O Consulado brasileiro terá ainda que enviar para a Comune italiana a CNN (Certidão Negativa de Naturalização), que garante que o seu ascendente não se naturalizou brasileiro, enquanto a Comune italiana deverá expedir a “Non Rinuncia”, que é um documento atestando que o requerente brasileiro não fez nenhum pedido de renúncia da cidadania italiana.

Dessa forma, o tempo de espera pode variar entre 3 e 8 meses — praticamente nada, quando se compara com o prazo de 6 a 10 anos no Brasil.

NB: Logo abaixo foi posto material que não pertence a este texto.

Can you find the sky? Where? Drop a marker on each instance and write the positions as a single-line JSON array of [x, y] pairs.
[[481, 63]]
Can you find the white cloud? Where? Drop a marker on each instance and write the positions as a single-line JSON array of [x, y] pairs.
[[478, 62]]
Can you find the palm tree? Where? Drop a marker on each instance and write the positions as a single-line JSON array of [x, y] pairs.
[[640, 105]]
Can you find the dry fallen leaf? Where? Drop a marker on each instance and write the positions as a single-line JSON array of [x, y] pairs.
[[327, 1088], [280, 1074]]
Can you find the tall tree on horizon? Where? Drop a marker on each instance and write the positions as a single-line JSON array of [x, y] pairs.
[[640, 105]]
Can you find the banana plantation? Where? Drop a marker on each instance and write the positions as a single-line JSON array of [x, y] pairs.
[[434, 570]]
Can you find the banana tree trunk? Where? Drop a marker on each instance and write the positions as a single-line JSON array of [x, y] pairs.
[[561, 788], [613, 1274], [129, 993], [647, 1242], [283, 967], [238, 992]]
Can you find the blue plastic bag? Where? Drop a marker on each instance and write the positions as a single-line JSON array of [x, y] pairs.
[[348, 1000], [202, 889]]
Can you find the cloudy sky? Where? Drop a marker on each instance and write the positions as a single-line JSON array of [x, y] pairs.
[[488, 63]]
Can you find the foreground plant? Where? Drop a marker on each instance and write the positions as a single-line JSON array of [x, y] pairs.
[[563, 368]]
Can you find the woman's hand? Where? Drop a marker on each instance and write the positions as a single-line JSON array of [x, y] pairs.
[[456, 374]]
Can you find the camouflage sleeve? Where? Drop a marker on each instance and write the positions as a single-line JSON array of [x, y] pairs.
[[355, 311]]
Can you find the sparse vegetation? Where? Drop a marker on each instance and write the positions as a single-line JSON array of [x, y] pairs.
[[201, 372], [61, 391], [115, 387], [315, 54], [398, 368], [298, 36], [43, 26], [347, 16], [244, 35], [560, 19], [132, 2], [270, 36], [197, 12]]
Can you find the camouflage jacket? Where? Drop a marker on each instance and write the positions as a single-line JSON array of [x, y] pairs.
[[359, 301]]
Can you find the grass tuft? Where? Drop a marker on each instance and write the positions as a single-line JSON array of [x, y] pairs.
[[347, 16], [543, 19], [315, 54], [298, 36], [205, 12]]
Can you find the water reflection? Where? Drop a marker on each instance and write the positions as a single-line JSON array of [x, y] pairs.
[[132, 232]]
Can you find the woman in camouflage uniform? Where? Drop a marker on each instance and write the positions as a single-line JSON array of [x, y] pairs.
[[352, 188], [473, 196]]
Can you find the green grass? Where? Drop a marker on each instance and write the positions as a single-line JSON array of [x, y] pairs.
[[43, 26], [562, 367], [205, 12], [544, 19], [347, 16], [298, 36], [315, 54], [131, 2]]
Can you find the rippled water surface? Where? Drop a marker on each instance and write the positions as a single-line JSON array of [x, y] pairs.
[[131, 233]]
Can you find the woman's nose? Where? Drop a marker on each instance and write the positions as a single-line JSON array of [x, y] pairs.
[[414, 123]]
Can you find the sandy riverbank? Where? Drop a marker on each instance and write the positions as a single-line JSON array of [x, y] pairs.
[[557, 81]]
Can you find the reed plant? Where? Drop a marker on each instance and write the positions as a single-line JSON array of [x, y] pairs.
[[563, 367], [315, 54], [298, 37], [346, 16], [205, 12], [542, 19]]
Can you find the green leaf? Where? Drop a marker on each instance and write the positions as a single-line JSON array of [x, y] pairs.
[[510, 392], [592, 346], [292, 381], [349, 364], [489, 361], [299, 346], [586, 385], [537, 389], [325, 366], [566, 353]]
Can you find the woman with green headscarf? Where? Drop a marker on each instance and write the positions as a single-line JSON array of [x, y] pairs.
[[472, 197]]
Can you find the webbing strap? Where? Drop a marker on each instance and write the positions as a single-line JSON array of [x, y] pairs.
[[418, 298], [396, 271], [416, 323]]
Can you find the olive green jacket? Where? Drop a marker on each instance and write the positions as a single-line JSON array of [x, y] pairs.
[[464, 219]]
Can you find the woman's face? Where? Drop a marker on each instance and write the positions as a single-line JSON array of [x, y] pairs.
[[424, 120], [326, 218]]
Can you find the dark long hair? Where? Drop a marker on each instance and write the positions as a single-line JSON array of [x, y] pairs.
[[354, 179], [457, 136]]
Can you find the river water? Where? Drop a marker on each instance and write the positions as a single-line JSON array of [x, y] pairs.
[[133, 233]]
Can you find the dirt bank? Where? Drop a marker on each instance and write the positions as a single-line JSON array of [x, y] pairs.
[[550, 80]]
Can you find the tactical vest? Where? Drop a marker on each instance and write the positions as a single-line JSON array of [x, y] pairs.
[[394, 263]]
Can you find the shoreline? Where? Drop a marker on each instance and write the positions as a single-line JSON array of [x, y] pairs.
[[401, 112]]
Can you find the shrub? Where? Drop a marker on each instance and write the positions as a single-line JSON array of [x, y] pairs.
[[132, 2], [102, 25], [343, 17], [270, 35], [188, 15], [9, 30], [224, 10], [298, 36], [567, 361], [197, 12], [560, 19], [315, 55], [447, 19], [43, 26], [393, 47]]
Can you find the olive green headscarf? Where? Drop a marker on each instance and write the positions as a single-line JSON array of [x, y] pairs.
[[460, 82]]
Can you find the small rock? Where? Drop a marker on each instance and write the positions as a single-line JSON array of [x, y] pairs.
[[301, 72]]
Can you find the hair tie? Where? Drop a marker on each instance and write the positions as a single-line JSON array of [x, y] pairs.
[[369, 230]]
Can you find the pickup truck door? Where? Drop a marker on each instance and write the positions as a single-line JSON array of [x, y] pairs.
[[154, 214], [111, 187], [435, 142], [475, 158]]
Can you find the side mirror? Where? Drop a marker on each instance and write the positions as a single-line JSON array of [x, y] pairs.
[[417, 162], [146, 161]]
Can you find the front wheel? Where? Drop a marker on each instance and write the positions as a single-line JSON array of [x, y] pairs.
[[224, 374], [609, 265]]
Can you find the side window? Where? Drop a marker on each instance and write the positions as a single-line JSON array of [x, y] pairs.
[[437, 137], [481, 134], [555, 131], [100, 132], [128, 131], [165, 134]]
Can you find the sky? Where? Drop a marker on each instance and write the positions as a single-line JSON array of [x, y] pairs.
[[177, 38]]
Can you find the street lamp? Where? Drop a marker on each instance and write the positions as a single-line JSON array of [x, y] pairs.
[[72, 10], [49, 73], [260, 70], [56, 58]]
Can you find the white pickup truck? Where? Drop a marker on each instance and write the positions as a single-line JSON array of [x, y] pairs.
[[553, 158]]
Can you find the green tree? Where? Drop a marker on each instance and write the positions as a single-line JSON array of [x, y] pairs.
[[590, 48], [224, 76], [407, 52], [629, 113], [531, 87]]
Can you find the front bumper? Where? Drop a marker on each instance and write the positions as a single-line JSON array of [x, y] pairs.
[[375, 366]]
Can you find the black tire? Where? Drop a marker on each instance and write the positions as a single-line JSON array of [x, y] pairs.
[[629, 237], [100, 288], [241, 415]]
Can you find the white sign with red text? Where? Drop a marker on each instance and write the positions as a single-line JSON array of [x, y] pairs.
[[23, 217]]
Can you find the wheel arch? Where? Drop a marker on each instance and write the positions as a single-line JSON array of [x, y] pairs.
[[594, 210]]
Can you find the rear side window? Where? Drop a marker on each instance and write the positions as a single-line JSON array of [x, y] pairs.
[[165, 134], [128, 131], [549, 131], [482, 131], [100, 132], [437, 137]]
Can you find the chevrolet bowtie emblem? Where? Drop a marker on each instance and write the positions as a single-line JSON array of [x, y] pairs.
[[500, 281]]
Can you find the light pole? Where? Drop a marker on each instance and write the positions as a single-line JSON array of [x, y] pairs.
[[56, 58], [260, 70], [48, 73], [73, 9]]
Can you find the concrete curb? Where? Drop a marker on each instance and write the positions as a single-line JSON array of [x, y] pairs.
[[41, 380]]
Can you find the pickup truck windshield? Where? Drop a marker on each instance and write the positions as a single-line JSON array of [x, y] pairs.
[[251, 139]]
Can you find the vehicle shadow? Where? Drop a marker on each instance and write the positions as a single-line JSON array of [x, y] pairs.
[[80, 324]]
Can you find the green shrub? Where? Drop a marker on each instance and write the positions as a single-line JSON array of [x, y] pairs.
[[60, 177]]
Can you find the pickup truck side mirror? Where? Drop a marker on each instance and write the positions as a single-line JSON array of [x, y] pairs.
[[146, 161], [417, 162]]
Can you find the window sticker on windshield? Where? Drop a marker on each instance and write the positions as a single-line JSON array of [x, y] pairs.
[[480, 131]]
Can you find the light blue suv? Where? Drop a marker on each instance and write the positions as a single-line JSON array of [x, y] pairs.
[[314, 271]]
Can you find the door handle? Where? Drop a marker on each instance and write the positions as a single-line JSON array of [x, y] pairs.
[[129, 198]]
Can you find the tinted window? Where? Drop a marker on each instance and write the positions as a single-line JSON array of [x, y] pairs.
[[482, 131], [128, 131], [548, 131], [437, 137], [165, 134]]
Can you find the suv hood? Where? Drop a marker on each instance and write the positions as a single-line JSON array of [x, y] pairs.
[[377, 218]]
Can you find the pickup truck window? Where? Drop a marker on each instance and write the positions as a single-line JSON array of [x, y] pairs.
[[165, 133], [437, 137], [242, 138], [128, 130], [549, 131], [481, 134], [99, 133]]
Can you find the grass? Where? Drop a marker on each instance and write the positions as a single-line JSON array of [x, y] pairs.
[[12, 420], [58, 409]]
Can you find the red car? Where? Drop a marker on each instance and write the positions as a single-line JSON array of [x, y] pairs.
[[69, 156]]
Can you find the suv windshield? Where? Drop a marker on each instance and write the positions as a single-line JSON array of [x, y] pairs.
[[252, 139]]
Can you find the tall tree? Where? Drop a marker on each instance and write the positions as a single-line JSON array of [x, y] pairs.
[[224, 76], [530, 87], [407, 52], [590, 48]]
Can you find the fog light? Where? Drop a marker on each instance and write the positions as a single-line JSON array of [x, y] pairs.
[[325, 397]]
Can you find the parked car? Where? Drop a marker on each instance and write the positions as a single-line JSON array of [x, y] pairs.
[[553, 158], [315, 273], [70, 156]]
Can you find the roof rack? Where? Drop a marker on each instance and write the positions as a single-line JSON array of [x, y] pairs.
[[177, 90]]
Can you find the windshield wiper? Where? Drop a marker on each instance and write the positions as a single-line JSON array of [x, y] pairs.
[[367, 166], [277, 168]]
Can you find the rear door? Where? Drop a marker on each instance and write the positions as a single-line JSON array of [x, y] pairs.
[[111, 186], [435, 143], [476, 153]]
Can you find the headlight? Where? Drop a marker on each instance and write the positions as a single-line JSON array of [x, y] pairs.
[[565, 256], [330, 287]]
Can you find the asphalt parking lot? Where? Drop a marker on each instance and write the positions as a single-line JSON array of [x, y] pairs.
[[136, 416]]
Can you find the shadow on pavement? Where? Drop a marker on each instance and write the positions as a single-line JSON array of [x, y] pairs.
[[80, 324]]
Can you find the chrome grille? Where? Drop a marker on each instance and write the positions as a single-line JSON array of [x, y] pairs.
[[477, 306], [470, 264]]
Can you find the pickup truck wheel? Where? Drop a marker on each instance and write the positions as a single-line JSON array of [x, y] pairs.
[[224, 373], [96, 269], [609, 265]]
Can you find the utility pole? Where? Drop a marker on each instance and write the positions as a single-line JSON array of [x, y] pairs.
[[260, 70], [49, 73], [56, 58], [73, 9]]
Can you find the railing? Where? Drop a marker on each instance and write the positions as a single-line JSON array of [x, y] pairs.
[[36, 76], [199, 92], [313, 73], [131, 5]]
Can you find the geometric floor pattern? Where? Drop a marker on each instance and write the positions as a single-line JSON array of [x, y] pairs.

O tempo necessário para a conclusão do processo na Itália pode variar entre 3 e 8 meses.

13.Deverei contratar uma assessoria na Itália

O mito de que não é possível reconhecer a cidadania italiana sem a contratação de um assessor existe muito por conta dos vários depoimentos de indivíduos que tiveram grandes dificuldades para criar as condições necessárias para o andamento do processo.

Na verdade, uma assessoria só é mesmo necessária no momento da tradução dos documentos ou nos casos de retificações. No entanto, é inegável que o fato de ter um profissional no assunto, fluente na língua italiana e com um bom trânsito na Comune escolhida, poderá tornar o processo bem menos desgastante. As dificuldades de se obter a cidadania italiana geraram o mito de que ela só é possível por meio de uma assessoria.

14.É mais vantajoso executar o processo em uma Comune pequena

É muito comum que as pessoas acreditem no mito de que as dificuldades de um processo de reconhecimento de cidadania italiana em uma Comune maior deverão ser proporcionais ao seu tamanho.

No entanto, isso não é verdadeiro, pois, quanto maior a Comune maior será a sua estrutura e quantidade de profissionais aptos para esse serviço. O ideal é, portanto, levar em consideração a estrutura, se conta com uma equipe suficiente, a distância da sua residência, se atende às suas necessidades pessoais e não necessariamente as dimensões físicas. Independentemente do tamanho, uma boa Comune é aquela que melhor atende as suas necessidades individuais.

Como dissemos no início deste artigo, cerca de 160 mil indivíduos obtiveram a cidadania italiana em 2015, e estima-se que, só no Brasil, 450 mil aguardam a conclusão de um processo.